Umgekehrt gilt: Krankheitsschübe und Komplikationen sind vor allem ohne Behandlung oder unregelmässige Einnahme der Medikamente häufig. Achte also auf dich und frage bei Unsicherheiten und Ängsten deinen behandelnden Arzt lieber einmal zu viel als einmal zu wenig.
Der erste Patient mit einer chronisch entzündlichen Darmkrankheit wurde vor etwa 150 Jahren beschrieben – und seither hat sich einiges getan. Mit ihrem Gast Dr. med. Christoph Matter, unternimmt Dr. Eve Huber eine Zeitreise durch die verschiedenen Meilensteine in der Geschichte der CED Therapie und wirft einen Blick in die Zukunft der Therapie.
Übrigens: Zu den Behandlungsmassnahmen bei Colitis ulcerosa, die in medizinischen Leitlinien empfohlenen werden, gehören auch Probiotika, speziell der Bakterienstamm „Escherichia coli Nissle 1917“ (EcN).

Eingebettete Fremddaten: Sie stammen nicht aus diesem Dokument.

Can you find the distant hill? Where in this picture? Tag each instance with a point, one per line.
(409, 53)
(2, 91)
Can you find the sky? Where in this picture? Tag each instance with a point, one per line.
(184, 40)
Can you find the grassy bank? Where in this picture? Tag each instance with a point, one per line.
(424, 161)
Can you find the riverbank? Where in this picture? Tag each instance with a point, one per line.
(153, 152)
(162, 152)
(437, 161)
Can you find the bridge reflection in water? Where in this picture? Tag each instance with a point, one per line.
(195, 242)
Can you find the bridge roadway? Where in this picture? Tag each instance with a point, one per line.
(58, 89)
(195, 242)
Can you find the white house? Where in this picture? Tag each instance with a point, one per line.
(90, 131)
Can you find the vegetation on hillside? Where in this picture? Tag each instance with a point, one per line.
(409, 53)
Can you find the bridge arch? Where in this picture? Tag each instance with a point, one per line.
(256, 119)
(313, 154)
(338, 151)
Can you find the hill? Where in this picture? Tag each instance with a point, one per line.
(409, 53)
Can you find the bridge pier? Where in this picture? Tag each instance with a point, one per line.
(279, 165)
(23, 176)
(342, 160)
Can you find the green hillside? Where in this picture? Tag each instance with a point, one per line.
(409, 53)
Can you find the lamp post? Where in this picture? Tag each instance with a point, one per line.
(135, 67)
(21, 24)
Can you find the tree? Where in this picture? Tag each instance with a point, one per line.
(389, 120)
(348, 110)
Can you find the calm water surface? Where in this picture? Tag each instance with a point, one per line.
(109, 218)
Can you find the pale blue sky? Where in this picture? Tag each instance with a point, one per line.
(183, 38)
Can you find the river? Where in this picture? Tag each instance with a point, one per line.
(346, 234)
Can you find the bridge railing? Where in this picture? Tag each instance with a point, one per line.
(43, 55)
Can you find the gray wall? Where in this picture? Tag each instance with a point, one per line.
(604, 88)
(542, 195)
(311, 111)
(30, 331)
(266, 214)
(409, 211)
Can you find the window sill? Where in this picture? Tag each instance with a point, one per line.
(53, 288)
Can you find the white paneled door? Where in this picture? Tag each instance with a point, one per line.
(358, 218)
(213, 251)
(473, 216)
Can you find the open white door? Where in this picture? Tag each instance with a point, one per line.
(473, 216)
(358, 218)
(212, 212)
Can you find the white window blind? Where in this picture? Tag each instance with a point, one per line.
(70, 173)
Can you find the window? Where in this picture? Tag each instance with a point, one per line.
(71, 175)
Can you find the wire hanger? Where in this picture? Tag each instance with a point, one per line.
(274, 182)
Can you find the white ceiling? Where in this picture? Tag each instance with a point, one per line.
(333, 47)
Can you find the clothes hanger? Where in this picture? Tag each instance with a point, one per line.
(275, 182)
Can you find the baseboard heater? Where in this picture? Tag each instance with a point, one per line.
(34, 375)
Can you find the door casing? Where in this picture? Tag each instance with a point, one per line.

Er kann etwa zum Einsatz kommen, wenn jemand eine Behandlung mit Aminosalicylaten nicht verträgt. Die Erreger sind selbst ungefährlich und können gegen die Colitis-Entzündungsherde wirksam sein.
Eine Operation ist, abgesehen von sehr seltenen Notfallsituationen und dem häufigeren Einsatz bei Komplikationen, normalerweise die letzte Option, wenn die medikamentöse Behandlung nicht mehr ausreicht. Doch selbst dann, wenn die Entfernung von Darmteilen oder sogar die Anlage eines Stomas erforderlich wird, ist das kein Grund zum Verzweifeln. Im Gegenteil: Operierte Patienten und Stoma-Träger berichten häufig davon, dass sich ihre Lebensqualität durch den Eingriff stark verbessert hat. Die Komplementärmedizin steht heutzutage bei vielen Patienten hoch im Kurs und wird auch in der ärztlichen Praxis zunehmend berücksichtigt. Bei Morbus Crohn und Colitis ulcerosa scheinen ihre Möglichkeiten allerdings recht begrenzt zu sein. Entspannungstechniken (Meditation, autogenes Training, Yoga) und Naturheilkunde (z.B. Tees mit entzündungshemmenden Inhaltsstoffen) haben durchaus ihren Stellenwert als unterstützende Massnahmen. Zum Spektrum der Möglichkeiten zählt auch die Akupunktur bzw. die Traditionelle Chinesische Medizin (TCM). Sogenannte „alternativmedizinische“ Angebote sollten aber immer als Ergänzung („komplementär“) und nicht als Ersatz für die schulmedizinische Behandlung betrachtet werden. Bitte sprich solche Therapien immer auch mit deinem Arzt ab, um Komplikationen mit deiner medikamentösen Therapie zu vermeiden.↳
Auf ein aktives Selbstmanagement(u.a. mit gezielter Ernährung/Nahrungsergänzung und Bewegung), einen gesundheitsfördernden Lebensstil (u.a. ohne Rauchen) und ein gepflegtes Zusammenspiel von Körper und Seele. Damit unterstützt du – neben der adäquaten Behandlung – dein Wohlbefinden und deine Selbstheilungskräfte.